Designers: adidas x BAPE
Both jerseys share the same Teamgeist base, which brings a mid-2000s football silhouette into the picture. The curved panelling and construction feel genuinely archival, not in a nostalgic way, but in the way that certain shapes simply never stopped working. Tucked into the details are BAPE STA™ branding on the chest, the number 93 referencing the year the Japanese brand was founded, and a release-specific code “2W0G2M6” inscribed on the lower back. Those kinds of details matter. They’re the difference between a collab that’s worn and one that’s kept.
Then there are the shoes, and the shoes might be the real story. The EVO SL follows a deliberate mismatched design formula, with the Home colorway dressing the left shoe in pine green and the right in royal blue. BAPE’s ABC camo appears on the red shoelaces, the tongue, and sockliners, while a white Lightstrike Pro midsole sits below.

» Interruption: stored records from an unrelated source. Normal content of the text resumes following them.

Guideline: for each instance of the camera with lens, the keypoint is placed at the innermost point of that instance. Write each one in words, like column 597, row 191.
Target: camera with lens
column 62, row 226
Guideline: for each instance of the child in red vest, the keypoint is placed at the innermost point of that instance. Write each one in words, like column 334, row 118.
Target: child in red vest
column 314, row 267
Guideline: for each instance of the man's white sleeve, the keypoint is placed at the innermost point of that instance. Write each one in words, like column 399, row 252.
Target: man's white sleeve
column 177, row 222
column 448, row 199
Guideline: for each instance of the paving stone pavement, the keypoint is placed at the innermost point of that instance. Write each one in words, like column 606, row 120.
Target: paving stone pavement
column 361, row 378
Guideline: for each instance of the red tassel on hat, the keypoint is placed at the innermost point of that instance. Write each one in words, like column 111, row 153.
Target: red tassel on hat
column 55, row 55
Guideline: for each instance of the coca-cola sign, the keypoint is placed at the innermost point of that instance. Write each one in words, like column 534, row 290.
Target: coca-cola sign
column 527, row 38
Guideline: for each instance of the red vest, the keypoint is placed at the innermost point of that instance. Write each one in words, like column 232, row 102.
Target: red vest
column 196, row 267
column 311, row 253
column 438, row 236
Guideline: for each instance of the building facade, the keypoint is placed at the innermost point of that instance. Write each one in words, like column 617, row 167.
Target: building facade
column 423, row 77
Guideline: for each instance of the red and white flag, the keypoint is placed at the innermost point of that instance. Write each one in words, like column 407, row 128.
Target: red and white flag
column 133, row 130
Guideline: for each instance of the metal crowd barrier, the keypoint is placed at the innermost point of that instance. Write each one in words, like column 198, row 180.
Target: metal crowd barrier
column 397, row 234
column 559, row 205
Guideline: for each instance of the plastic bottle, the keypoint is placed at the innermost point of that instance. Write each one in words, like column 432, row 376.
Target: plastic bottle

The Away colorway takes a completely different approach. The right shoe runs in sky blue with BAPE’s Shooting Star on the lateral, the left goes pink with the Three Stripes taking the lead, and ABC camo hits the laces, collar, and liner on both shoes with gold accents running through the branding details. The bilingual touch is one of my favorite things about the Away pair specifically: “A Bathing Ape” appears across alternate feet in English and Japanese, which feels like a genuinely considered design decision rather than a detail added at the end.
The mismatched format is worth sitting with for a moment. Sneaker collaborations usually play it safe by keeping both shoes identical. Choosing to make each foot its own thing is a creative risk, and it pays off because it mirrors the home-away split of the collection itself. You’re not just wearing two colors, you’re wearing a concept.
The Home set is only available in North America and Latin America, while the Away set is available worldwide, excluding those regions. That regional exclusivity adds another layer to the storytelling, making geography part of the design language.
BAPE® and adidas have been at this since 2003, which means they’ve had more than twenty years to develop a shared creative vocabulary. You can feel that here. Neither brand is overexplaining itself or trying to dominate the other. The ABC Camo sits comfortably inside the Teamgeist template. The BAPE STA lives naturally on the EVO SL’s lateral. Two very distinct design languages, sharing space without either one losing its voice. At $200, the shoes aren’t a casual purchase, but as a design object tied to a specific cultural moment, they make a strong case for themselves.